東京都健康長寿医療センターは、「「認知機能低下が死亡リスクをどう高めるかは孤立の種類次第: “独居”と“希薄なつながり”は正反対の作用を持つ」という研究成果を発表した。
概要(抜粋)
認知機能低下や認知症は、将来の死亡リスクを高める因子として知られている。この関係性に影響を与える要因として、性別、人種、認知症のタイプ等が報告されているが、「孤立」がこの関係性に影響を及ぼすかは明らかにされていなかった。
研究チームは、都市部高齢者の疫学データを用い、認知機能低下と総死亡の関係性に対して、「孤立」がどのように作用するかを調べた。孤立については多くの研究が行われているが、その定義等は研究によって様々となる。本研究では、「世帯構成(独居か否か)」「社会的ネットワーク(他者との交流頻度)」「社会参加活動(地域活動等への参加状況)」の3つを取り上げた。
研究成果の概要(抜粋)
生存分析の結果
- 認知機能低下は死亡リスクを1.37倍上昇させていた(ハザード比:1.37)。
- 世帯構成と認知機能低下」および「社会的ネットワークと認知機能低下」には統計学的に有意な交互作用がみられた。
詳しい分析の結果
- 他者との交流頻度が少ない人では、多い人に比べて認知機能低下が総死亡に与える影響は強かった(1.60倍 vs. 1.24倍)。
- 世帯構成別にみると、独居の人の方が、誰かと同居している人よりもその影響は弱かった(1.13倍 vs. 1.43倍)。

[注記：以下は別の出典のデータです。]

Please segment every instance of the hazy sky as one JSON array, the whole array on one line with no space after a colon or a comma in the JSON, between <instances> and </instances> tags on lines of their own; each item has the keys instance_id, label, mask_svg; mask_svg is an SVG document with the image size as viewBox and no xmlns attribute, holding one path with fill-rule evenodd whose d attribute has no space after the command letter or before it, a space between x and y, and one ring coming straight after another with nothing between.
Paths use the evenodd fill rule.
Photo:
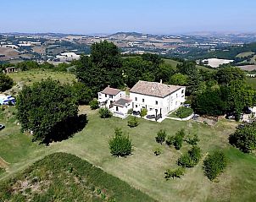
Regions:
<instances>
[{"instance_id":1,"label":"hazy sky","mask_svg":"<svg viewBox=\"0 0 256 202\"><path fill-rule=\"evenodd\" d=\"M0 32L256 32L256 0L0 0Z\"/></svg>"}]
</instances>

以上により、“独居”と“希薄なつながり”は、共に孤立の指標として用いられることが多いものの、その働きは正反対であることが分かった。
研究の意義(抜粋)
高齢化が進展する我が国では、認知機能低下者や認知症高齢者への支援やケア体制の構築は喫緊の課題であり、その際には孤立の種類を把握し、十分に考慮すべきであることを示唆している。